Stan Toʻomalatai
- Born: December 13, 1962 (age 63) Apia, Samoa
- Height: 5 ft 11 in (1.80 m)
- Notable relative(s): Carisbrook To'omalatai (son)

Rugby union career
- Position: Hooker

Senior career
- Years: Team / Apps / (Points)
- 1985-1993: Vaiala
- 1991-1993: Alhambra Union
- 1994-1996: Vaiala
- 1997: Helensville

Provincial / State sides
- Years: Team / Apps / (Points)
- 1993-1994: Otago / 6 / (0)
- 1997: North Harbour / 12 / (0)

International career
- Years: Team / Apps / (Points)
- 1985-1995: Samoa / 37 / (29)

Coaching career
- Years: Team
- 2008-2011: Savaii Samoa

= Stan Toʻomalatai =

Samoa international rugby union player

Paepaetele Stan To'omalatai (born 13 December 1962, in Apia) is a Samoan rugby union player. He plays as a hooker. He is father of the rugby player Carisbrook To'omalatai, who plays for Otago.

==Career==
To'omalatai made his debut for Western Samoa on June 1, 1985, in a test match against Fiji at Apia.

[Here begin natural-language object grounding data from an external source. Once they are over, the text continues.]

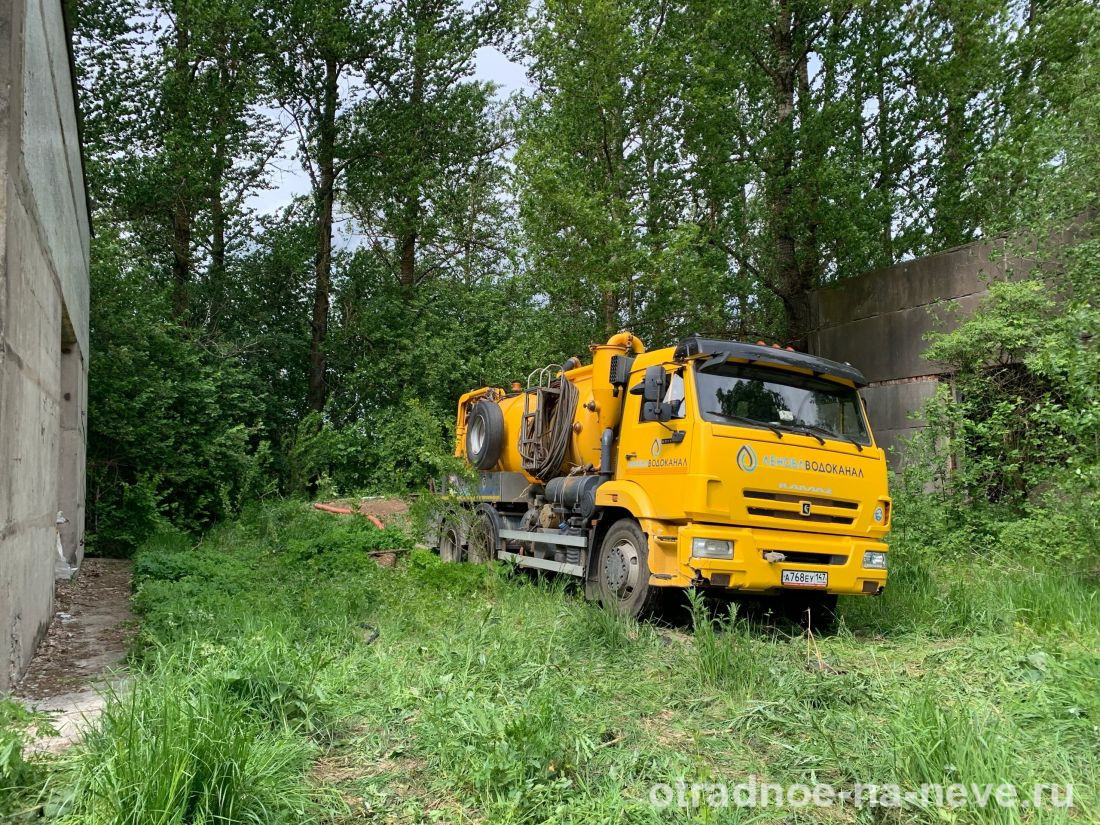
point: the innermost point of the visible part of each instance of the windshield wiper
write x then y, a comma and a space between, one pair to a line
813, 429
744, 419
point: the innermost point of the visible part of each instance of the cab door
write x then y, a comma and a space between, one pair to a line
653, 453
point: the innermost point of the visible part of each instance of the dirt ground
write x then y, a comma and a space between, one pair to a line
83, 650
383, 508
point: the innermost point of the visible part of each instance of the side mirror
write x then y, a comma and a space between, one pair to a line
652, 388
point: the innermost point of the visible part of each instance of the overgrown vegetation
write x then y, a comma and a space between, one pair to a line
282, 675
667, 168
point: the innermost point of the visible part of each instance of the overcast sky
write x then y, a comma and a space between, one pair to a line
288, 179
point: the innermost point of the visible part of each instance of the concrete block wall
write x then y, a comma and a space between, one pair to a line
878, 322
44, 233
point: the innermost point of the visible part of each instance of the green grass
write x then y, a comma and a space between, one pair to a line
284, 677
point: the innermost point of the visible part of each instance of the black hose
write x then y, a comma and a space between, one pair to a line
559, 433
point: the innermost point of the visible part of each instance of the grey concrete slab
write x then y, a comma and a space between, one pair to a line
43, 325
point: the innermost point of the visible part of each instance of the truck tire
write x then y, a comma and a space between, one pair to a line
484, 435
484, 535
623, 570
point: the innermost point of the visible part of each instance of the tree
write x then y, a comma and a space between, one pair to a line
428, 146
315, 46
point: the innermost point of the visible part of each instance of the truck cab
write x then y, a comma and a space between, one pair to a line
721, 465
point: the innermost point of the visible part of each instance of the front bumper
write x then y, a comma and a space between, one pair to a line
840, 557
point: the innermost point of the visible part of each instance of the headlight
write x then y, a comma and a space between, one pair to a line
875, 559
712, 549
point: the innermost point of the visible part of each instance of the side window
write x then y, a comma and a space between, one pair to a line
675, 395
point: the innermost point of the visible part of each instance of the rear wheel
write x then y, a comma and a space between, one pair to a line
451, 541
623, 570
484, 535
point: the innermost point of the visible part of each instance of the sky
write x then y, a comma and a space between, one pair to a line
288, 179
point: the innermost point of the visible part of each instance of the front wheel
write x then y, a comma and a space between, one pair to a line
623, 570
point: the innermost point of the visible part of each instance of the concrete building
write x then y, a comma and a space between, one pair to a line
43, 323
877, 322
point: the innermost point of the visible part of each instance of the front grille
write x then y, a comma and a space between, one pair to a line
801, 558
796, 516
792, 498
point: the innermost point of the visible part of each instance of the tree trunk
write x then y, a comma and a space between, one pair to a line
790, 284
407, 274
322, 271
177, 101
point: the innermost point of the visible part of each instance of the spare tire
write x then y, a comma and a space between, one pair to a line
484, 435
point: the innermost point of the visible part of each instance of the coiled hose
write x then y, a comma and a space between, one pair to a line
558, 435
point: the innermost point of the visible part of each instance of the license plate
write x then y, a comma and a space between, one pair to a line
804, 579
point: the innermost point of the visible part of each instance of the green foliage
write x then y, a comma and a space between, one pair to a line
182, 746
20, 780
458, 692
172, 424
398, 453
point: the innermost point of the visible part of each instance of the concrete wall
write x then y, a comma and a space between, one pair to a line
43, 325
878, 321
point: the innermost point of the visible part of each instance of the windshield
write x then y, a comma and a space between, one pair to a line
778, 399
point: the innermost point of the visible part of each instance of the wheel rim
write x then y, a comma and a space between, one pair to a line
622, 565
476, 436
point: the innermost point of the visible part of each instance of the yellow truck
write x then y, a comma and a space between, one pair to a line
713, 464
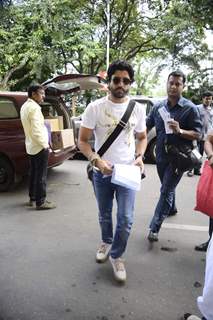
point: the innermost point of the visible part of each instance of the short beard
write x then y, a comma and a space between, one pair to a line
119, 94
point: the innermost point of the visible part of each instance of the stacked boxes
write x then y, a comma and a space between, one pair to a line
61, 138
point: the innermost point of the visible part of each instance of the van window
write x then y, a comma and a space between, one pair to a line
48, 110
7, 109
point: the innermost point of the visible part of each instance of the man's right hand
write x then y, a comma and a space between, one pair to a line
104, 166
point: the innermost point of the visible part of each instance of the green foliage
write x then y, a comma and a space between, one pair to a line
40, 38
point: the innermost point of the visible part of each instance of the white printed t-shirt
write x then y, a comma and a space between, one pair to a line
102, 116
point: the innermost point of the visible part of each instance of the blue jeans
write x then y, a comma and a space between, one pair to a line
104, 192
38, 176
169, 181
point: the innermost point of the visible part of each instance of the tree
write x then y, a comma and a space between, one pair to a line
41, 38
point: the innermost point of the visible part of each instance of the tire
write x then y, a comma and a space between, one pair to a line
7, 175
152, 151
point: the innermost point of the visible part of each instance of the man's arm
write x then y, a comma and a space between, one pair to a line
208, 146
141, 144
186, 134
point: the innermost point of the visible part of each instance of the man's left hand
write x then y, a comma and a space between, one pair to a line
174, 125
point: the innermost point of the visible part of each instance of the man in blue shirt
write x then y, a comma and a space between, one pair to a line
177, 121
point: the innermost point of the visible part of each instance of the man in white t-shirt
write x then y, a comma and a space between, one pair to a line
101, 117
205, 301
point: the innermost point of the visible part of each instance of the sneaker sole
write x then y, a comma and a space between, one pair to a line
102, 260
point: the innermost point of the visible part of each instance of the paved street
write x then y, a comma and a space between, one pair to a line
48, 269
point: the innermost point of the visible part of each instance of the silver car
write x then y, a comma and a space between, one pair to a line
151, 136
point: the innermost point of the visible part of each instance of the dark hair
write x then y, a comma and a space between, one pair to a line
34, 88
207, 94
178, 73
120, 65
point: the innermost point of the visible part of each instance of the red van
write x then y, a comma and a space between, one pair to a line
13, 157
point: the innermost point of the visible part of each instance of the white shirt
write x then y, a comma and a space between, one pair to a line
102, 116
36, 134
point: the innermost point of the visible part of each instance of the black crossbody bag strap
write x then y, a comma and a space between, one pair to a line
120, 126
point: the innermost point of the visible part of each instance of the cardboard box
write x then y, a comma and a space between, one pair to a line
56, 123
61, 122
62, 139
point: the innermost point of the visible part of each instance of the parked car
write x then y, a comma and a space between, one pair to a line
147, 104
13, 157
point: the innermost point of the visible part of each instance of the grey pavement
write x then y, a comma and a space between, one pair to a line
47, 258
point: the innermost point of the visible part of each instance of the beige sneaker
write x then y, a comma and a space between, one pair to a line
103, 252
30, 204
46, 206
118, 269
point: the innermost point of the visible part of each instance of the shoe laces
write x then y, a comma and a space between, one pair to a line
119, 264
103, 248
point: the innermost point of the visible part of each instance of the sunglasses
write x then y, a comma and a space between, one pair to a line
117, 80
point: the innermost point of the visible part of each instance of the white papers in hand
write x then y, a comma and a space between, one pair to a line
128, 176
165, 115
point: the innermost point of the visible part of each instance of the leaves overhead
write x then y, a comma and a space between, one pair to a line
39, 38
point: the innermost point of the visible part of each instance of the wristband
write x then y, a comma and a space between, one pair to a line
137, 155
180, 132
93, 157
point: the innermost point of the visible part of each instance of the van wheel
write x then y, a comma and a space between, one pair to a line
7, 174
152, 151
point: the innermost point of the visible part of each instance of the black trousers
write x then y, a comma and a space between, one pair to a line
38, 176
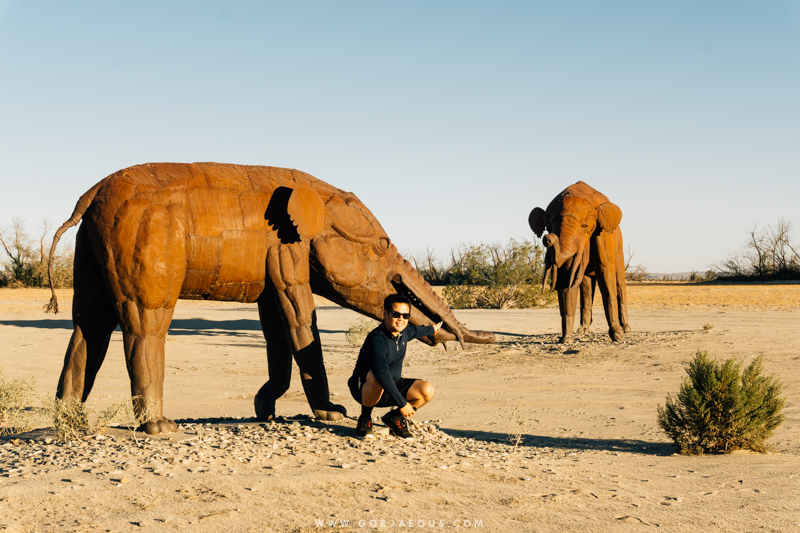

He was part of the Samoan team in the 1991 Rugby World Cup and in the 1994 Western Samoa rugby union tour of Australia. He was not present in the 1995 Rugby World Cup team. His last international match was during a test match against Fiji at Apia, on July 1, 1995.

==Coaching career==
Between 2008 and 2011, To'omalatai, along with fellow Samoan international Andrew Aiolupo, coached Savaii Samoa. He also worked as assistant coach for the Samoa coach Aveau Niko Palamo in 2008-2009. He also took part at several charity events.